Weekend Argus (Saturday Edition)

Rethink land use, cities told

- KGOPI MABOTJA

MIGRANTS who flock to South Africa’s cities in search of jobs and better economic prospects end up living in squalid conditions in informal settlement­s across the country.

They plunge further into poverty than before they headed to these cities, largely because local government lacks systems to integrate them into cities.

This is according to Parks Tau, the president of the South African Local Government Associatio­n, who addressed dialogues on migration and urbanisati­on held by United Cities and Local Government­s, a global body for local government­s, at Unisa’s Muckleneuk campus week.

Tau said informal settlement­s ostracised people from benefiting from services. “These are locations where there is no civic or social infrastruc­ture such as supportive transport arteries as intended with the Corridors of Freedom programme.”

The programme was introduced during Tau’s mayorship in the City of Joburg and is intended to settle the poor and marginalis­ed communitie­s closer to where they worked.

Tau further challenged local government­s to also rethink their land use and informal settlement policies and infrastruc­ture investment.

According to Stats SA’s 2016 community survey, five million black South Africans reside in informal settlement­s.

Internal migration, said Tau, resulted in more than 63% of the general population residing in cities.
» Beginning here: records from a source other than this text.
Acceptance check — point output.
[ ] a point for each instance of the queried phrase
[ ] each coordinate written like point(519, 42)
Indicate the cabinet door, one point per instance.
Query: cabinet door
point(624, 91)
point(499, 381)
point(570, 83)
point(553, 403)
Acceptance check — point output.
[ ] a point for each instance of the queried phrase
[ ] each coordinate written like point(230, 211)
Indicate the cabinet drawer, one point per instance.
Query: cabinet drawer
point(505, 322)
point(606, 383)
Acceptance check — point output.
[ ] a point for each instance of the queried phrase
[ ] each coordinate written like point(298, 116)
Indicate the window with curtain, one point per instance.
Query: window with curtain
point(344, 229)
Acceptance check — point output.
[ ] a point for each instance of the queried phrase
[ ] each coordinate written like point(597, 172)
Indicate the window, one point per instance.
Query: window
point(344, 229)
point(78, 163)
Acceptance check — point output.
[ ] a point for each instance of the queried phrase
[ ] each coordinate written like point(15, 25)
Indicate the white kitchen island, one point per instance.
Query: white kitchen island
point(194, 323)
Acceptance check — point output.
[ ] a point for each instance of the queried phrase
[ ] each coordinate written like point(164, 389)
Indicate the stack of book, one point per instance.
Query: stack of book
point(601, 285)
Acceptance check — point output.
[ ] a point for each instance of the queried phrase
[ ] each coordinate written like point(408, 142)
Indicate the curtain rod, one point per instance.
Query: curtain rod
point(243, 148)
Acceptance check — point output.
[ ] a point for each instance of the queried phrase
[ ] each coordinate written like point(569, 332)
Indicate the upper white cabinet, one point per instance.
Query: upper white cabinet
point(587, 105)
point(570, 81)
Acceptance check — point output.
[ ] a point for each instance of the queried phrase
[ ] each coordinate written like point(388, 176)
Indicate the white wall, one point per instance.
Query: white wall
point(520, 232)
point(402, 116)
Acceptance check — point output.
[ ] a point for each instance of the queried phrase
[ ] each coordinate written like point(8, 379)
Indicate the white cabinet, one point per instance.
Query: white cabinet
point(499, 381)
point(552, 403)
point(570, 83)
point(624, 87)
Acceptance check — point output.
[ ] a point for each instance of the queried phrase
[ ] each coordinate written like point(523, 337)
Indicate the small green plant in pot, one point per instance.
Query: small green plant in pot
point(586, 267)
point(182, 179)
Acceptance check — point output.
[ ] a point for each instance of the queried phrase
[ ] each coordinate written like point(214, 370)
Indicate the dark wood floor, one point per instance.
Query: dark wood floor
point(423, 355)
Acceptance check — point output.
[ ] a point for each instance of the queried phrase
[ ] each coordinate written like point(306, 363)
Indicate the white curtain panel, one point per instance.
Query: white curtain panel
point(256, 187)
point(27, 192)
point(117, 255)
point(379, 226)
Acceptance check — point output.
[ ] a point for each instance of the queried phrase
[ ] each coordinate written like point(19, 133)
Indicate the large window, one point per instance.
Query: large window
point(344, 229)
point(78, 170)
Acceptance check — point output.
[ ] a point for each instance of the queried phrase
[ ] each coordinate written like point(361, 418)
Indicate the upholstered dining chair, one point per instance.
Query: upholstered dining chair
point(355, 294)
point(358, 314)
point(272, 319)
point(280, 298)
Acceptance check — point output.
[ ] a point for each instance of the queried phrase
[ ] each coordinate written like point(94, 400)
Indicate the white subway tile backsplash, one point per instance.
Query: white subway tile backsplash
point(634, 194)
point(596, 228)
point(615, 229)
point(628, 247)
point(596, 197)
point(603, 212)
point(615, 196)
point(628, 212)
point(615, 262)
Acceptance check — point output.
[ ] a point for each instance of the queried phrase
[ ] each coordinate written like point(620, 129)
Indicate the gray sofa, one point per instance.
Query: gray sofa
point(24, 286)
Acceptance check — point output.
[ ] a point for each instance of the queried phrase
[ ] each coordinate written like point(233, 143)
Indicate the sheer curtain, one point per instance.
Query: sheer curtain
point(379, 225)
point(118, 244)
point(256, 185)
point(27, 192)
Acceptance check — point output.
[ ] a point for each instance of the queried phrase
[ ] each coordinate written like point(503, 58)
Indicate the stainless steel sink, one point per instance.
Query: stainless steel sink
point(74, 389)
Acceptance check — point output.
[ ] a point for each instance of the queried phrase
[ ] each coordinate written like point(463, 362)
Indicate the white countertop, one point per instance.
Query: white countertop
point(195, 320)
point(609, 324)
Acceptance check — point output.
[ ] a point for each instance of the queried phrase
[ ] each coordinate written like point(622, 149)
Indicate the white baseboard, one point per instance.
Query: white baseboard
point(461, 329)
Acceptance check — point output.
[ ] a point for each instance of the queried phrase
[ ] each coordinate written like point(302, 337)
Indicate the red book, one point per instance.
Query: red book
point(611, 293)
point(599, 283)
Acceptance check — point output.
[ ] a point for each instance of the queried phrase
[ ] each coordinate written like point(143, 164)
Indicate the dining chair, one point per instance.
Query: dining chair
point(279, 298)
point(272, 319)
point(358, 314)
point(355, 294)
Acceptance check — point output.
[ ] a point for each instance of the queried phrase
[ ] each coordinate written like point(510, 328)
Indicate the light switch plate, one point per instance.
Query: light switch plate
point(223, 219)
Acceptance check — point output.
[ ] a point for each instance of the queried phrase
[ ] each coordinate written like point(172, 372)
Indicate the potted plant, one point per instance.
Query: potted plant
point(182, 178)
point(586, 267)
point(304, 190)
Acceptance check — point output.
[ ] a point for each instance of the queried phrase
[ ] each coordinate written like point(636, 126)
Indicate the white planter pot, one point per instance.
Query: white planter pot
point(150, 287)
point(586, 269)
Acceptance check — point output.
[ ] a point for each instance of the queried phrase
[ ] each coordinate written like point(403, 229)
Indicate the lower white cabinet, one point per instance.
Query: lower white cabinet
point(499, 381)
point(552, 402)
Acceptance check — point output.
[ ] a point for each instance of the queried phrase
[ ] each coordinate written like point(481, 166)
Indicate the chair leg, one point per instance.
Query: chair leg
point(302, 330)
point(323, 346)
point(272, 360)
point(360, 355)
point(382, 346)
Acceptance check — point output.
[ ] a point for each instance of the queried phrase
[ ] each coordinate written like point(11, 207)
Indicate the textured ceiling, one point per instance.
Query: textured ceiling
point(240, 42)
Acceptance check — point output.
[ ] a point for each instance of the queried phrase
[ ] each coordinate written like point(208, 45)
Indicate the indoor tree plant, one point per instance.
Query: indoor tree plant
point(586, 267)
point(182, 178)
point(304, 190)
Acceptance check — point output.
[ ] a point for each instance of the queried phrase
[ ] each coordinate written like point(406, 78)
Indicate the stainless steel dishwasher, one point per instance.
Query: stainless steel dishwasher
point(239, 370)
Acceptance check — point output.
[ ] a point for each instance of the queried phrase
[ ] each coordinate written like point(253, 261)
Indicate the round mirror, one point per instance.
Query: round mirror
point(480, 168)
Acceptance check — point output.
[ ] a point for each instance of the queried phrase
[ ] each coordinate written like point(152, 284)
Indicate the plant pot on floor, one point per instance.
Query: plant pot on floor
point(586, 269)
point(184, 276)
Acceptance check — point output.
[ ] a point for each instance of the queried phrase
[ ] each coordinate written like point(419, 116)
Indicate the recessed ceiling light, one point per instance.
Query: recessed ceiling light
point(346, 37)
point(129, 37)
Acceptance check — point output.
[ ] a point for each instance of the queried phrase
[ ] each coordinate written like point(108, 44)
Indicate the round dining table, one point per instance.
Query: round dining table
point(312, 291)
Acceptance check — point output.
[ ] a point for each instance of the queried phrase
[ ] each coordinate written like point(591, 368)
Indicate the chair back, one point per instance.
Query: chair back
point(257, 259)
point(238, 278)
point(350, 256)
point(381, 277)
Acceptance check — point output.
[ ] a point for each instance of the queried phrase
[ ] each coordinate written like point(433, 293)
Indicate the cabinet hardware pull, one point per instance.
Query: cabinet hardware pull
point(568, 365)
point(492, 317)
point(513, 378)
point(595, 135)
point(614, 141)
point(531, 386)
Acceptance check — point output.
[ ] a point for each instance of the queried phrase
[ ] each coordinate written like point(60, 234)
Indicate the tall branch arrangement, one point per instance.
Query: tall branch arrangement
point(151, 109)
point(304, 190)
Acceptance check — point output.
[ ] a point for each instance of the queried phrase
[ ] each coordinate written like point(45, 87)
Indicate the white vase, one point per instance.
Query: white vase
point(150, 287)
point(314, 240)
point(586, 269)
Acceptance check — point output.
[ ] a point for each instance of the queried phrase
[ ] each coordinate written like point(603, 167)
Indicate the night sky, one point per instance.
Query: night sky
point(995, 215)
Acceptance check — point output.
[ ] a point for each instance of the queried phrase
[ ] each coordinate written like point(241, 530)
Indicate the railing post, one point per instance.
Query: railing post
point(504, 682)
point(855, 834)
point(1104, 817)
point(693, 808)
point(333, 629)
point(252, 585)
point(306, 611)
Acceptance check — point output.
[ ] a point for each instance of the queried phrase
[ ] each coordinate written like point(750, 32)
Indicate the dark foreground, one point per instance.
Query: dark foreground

This figure was projected to climb to 70% in 2030 and by 80% in 2050, he said.

“These internal migration patterns are compounded by the arrival of asylum seekers, refugees and economic migrants coming from the continent and elsewhere. It is important to note that these documented and undocument­ed migrants are both low- to high-skilled individual­s,” he said.

Stats SA’s mid- year population report for 2018 revealed that South Africa is estimated to receive a net immigratio­n of 1.02 million people between 2016 and 2021.

Most internatio­nal migrants settle in Gauteng (47.5%) while the least are found in the Northern Cape province (0.7%).

Tau argued that for local government to succeed in managing rapid migration there needed to be a multi-linked national migration observator­y framework, which would collect and collate data for use by government at national to local levels.

He added that there needed to be capacity building of municipali­ties to address and mitigate emergent migration pressures into integrated developmen­t planning while still addressing the legacy of apartheid spatial planning.